Link: http://www.nytimes.com/2006/05/19/healt ... ref=slogin
Just a few random thoughts:Sperm Donor Seen as Source of Disease in 5 Children
By DENISE GRADY
Published: May 19, 2006
A sperm donor in Michigan passed a rare and serious genetic disease to five children born to four couples, doctors are reporting today.
The doctor who discovered the cases said that all four couples were clients of the same sperm bank. That bank, the doctor added, assured him that it had discarded its remaining samples from the man and had told him he could no longer be a donor.
It is not known how many children the donor had fathered, whether he knew he carried the disease before he donated sperm, or whether the bank had informed him of his condition after learning about it. The doctor declined to name the sperm bank.
A report on the cases is being published today in The Journal of Pediatrics.
An expert in genetics and reproductive medicine who is not associated with the report, Dr. Joe Leigh Simpson at the Baylor College of Medicine, said that sperm donors are routinely tested for most common genetic diseases, like cystic fibrosis and sickle cell anemia, but not for extremely rare ones like severe congenital neutropenia, the one afflicting the Michigan children.
Children with the disease lack a type of white blood cell called a neutrophil, according to the doctor who discovered the cases, Dr. Lawrence A. Boxer, the director of pediatric hematology and oncology at the University of Michigan, and an author of the report. As a result, the children are highly vulnerable to infections and prone to leukemia.
Without treatment, many die in childhood. But daily shots of a drug called Neupogen can help them make the missing cells and fight off infections. It does not ward off leukemia, though. The drug costs $200 a day, but, Dr. Boxer said, many get it free as part of a study.
"The kids are doing terrific," Dr. Boxer said. "They're all leading healthy lives." But, he added, they have a 50 percent chance of passing the gene and the disease to their own children.

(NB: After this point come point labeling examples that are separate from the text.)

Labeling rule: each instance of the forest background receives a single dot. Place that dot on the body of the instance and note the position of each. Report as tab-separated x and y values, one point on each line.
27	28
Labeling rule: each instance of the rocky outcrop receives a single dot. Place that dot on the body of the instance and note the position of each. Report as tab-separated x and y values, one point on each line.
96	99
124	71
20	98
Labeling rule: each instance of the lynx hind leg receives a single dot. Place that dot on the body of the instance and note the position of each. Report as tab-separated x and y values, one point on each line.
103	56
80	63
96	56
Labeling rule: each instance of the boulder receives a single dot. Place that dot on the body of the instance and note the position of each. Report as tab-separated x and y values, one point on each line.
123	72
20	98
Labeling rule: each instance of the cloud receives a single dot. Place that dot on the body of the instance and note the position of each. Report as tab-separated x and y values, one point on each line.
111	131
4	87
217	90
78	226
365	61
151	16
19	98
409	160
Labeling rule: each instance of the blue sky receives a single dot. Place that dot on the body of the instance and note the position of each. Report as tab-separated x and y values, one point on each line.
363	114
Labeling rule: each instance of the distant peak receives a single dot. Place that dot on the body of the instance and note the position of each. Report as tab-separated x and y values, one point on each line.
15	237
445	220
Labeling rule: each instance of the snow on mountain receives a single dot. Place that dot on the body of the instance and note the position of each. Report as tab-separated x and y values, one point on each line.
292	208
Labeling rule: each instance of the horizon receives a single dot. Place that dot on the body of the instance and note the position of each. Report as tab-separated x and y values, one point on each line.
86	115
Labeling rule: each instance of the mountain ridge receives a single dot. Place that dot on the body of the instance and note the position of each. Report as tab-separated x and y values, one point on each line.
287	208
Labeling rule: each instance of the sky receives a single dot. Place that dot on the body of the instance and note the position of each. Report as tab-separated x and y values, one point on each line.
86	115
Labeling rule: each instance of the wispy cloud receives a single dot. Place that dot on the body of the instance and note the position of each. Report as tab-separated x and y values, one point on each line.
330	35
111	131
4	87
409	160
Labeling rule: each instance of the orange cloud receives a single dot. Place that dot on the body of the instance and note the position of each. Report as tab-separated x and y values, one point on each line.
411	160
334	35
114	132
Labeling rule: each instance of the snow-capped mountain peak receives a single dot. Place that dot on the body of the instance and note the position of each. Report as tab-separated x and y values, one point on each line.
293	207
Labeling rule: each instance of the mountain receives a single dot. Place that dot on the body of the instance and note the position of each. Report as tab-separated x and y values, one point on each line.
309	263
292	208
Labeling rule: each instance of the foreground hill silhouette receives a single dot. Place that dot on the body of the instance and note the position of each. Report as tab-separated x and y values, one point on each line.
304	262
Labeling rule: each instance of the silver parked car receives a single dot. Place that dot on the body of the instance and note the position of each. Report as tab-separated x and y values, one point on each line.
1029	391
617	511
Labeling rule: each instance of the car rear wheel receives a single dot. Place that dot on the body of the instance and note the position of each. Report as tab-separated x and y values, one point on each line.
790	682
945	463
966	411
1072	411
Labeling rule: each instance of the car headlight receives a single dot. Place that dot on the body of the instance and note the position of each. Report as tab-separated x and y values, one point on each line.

The disease is rare; since Dr. Boxer is an expert on it, families find their way to him, he said. It affects only about one in five million children, and when he encountered three affected families in one year, "it became pretty striking," he said. Then, a fourth family appeared. The families had three sets of twins and one other child from the donor; all told, five children were affected — the single child, one pair of twins and one twin each from the two other sets.
"The mothers, when initially they brought the children to me, volunteered without my asking how they conceived the kids," Dr. Boxer said. To protect the privacy of his patients Dr. Boxer has not revealed their identities, not even to one another.
He asked where they had obtained the sperm, and if they had cards from the sperm bank that would allow tracing of the donor. All produced cards with the same donor number.
Genetic testing showed that all the affected children had the exact same version of the defective gene — and that none of their mothers did. The donor was the only explanation.
Dr. Boxer called the sperm bank and requested one of the donor's samples for testing but, he said, the sperm bank refused, saying the donor had given permission for the sperm to be used only for conception, not genetic testing. Nor would the bank contact the donor to ask for his cooperation, Dr. Boxer said.
"They were fearful, I'm sure, of litigation, though nobody spoke about that," Dr. Boxer said. "The less that was unraveled here the better off they were going to be."
Dr. Boxer said that while he had no information about the donor, he and his colleagues suspected that the man had an unusual condition, mosaicism, in which the mutant gene occurred only in his sperm and not in the rest of his body.
Otherwise, Dr. Boxer said, the donor would have been extremely ill. The sperm bank said he had been healthy. If he did have mosaicism, he would have had no symptoms and there would have been no reason to test him.
Dr. Simpson of Baylor University said he had not heard of a case like this before, but added: "It's not surprising. You have the same risks in sperm donors as when children are naturally conceived. It's not unique to the sperm donor situation."
This is an illustration of why it's not a good thing to have one sperm donor be the biological father of too many children - genetic disease is not always apparent. Not to mention every mutation has a point of origin.
Genetic mosaicism used to be in the realm of "theory - but we have no examples". Then it became "very, very rare". Now, with genetic sequencing being easier/cheaper and genetic testing more common, while it's still rare, it's apparently NOT as rare as people used to think it was.
If the donor is not a genetic mosaic, it may simply be that a mutation has occured in his sperm-generating cells, which may well explain his not being affected.
What do you think of the ethical issues involved in either violating the donor's anonymity so other possible suffers can be located vs. keeping him anonymous and possibly missing a correct diagnosis in a child suffering from an easily fatal disease?